01/14/2025: Hebbian learning in MotorBS, with STN SKCa = 80 instead of 150, State layer size.
In general performance since switching to linear SynCa approximation has been significantly worse. Is it the Ca or something else that changed??
- Discovered a critical parameter change is mentioned in rev
0d290fe7
on 4/19/2024, but didn't get baked into the defaults until a few refs later (definitely by 05/02/2024, 546ceada
), which improved pcore_vs and choice (need to revisit that!):
.DSTNLayer: ly.Acts.SKCa.CaRDecayTau = 150 // was 80 -- key diff!

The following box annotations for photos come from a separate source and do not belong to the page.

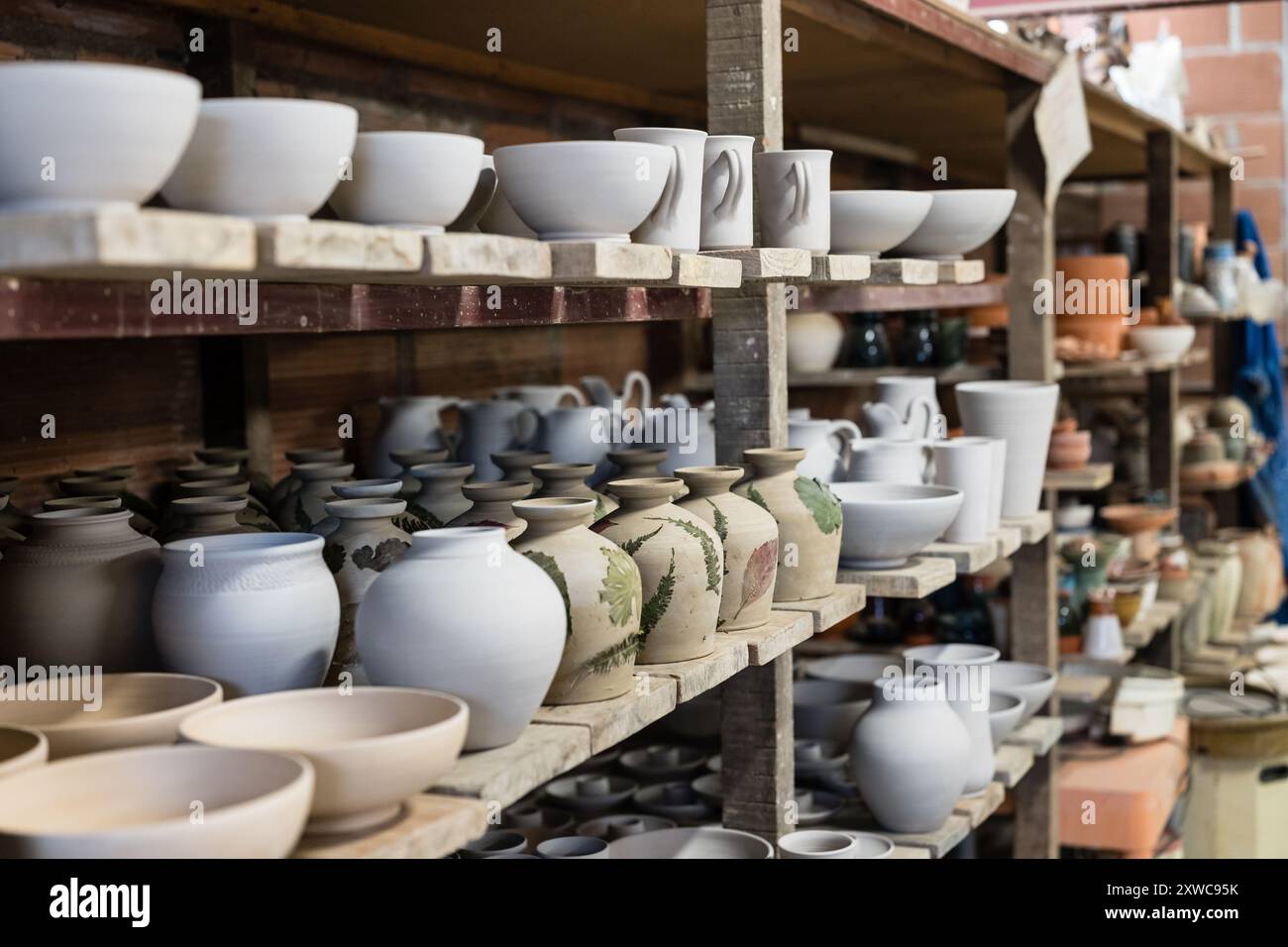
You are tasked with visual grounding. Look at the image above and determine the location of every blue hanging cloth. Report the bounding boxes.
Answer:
[1232,210,1288,622]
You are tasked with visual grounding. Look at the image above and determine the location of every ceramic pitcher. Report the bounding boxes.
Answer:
[613,129,707,253]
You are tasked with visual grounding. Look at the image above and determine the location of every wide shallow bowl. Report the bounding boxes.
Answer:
[492,142,674,244]
[0,674,224,760]
[161,98,358,219]
[832,483,962,569]
[1127,325,1194,362]
[608,826,774,858]
[0,727,49,779]
[0,746,313,858]
[892,188,1015,257]
[832,191,934,257]
[331,132,483,233]
[0,61,201,214]
[179,686,469,834]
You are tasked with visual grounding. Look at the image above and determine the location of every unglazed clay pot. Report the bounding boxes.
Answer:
[152,532,340,697]
[595,476,724,664]
[675,467,778,631]
[514,497,643,703]
[532,464,618,523]
[322,497,411,685]
[448,480,532,543]
[394,464,474,532]
[734,447,841,601]
[0,509,161,672]
[357,526,568,750]
[850,676,968,832]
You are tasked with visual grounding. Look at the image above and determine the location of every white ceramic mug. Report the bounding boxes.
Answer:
[613,129,707,253]
[755,149,832,254]
[702,136,756,250]
[934,437,1001,543]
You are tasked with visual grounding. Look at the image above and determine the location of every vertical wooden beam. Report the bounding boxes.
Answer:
[707,0,795,841]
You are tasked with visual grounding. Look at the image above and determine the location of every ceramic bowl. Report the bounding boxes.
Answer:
[0,61,201,214]
[832,483,962,569]
[1127,325,1194,362]
[832,191,934,257]
[0,674,224,760]
[988,690,1025,746]
[179,686,469,834]
[0,746,313,858]
[492,142,674,244]
[890,188,1015,257]
[331,132,483,233]
[608,826,774,858]
[988,661,1060,727]
[161,98,358,220]
[793,681,872,746]
[0,727,49,780]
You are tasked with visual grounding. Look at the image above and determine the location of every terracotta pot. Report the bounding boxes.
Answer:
[514,497,643,703]
[322,497,411,685]
[0,509,161,672]
[448,480,532,543]
[595,476,724,664]
[675,467,778,631]
[356,526,568,750]
[734,447,841,601]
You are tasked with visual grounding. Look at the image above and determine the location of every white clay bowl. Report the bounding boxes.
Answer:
[0,674,224,760]
[161,98,358,220]
[331,132,483,233]
[890,188,1015,259]
[832,191,932,257]
[0,61,201,214]
[0,746,313,858]
[1127,325,1194,362]
[832,483,962,569]
[179,686,469,835]
[492,142,674,243]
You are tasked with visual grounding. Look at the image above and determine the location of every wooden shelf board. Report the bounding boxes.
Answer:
[836,556,957,598]
[774,585,867,634]
[1042,464,1115,491]
[292,792,488,858]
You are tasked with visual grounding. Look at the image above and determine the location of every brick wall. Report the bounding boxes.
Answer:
[1102,0,1288,277]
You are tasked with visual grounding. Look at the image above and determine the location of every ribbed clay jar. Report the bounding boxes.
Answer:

Previously, the value was 150, then it got changed to 80, which significantly impaired the models of that time -- restoring this parameter to 150 restored the very good performance reported above for 2024-02-09. Need to more systematically run models to detect these breakages!
With the 80 value, there was a regime of parameters that worked pretty well with SeqLen = 3, NActions = 5, but doesn't work at all with Seq3x6, that was focused on the new CaPScale
parameter changing the balance of CaP vs. CaD, producing a kind of hebbian learning effect. For projections to MotorBS and VLM1, turning this CaPScale up to 1.2, and adding DA1mod to MotorBS itself (0.03, dip gain .1), worked well. Also strangely turning down the learning rate on #DGPiToMotorBS
(inhibitory gating from BG) to 0.0005 worked best. None of these parameters holds now that the STN, and thus overall BG, is back to functioning again. These params are captured in b095ae18
2025-01-13.
With STN SKCa = 150, get 100% success on Seq3x5.
- The
State
layer Nominal
act was set as if size = NActions but actual size should be SeqLen which had been fixed. Setting this back to NActions restored prior good performance (along with SKCa fix). But Nominal change alone (normalizing by SeqLen) is not as effective as sizing with NActions.. definitely need to investigate this!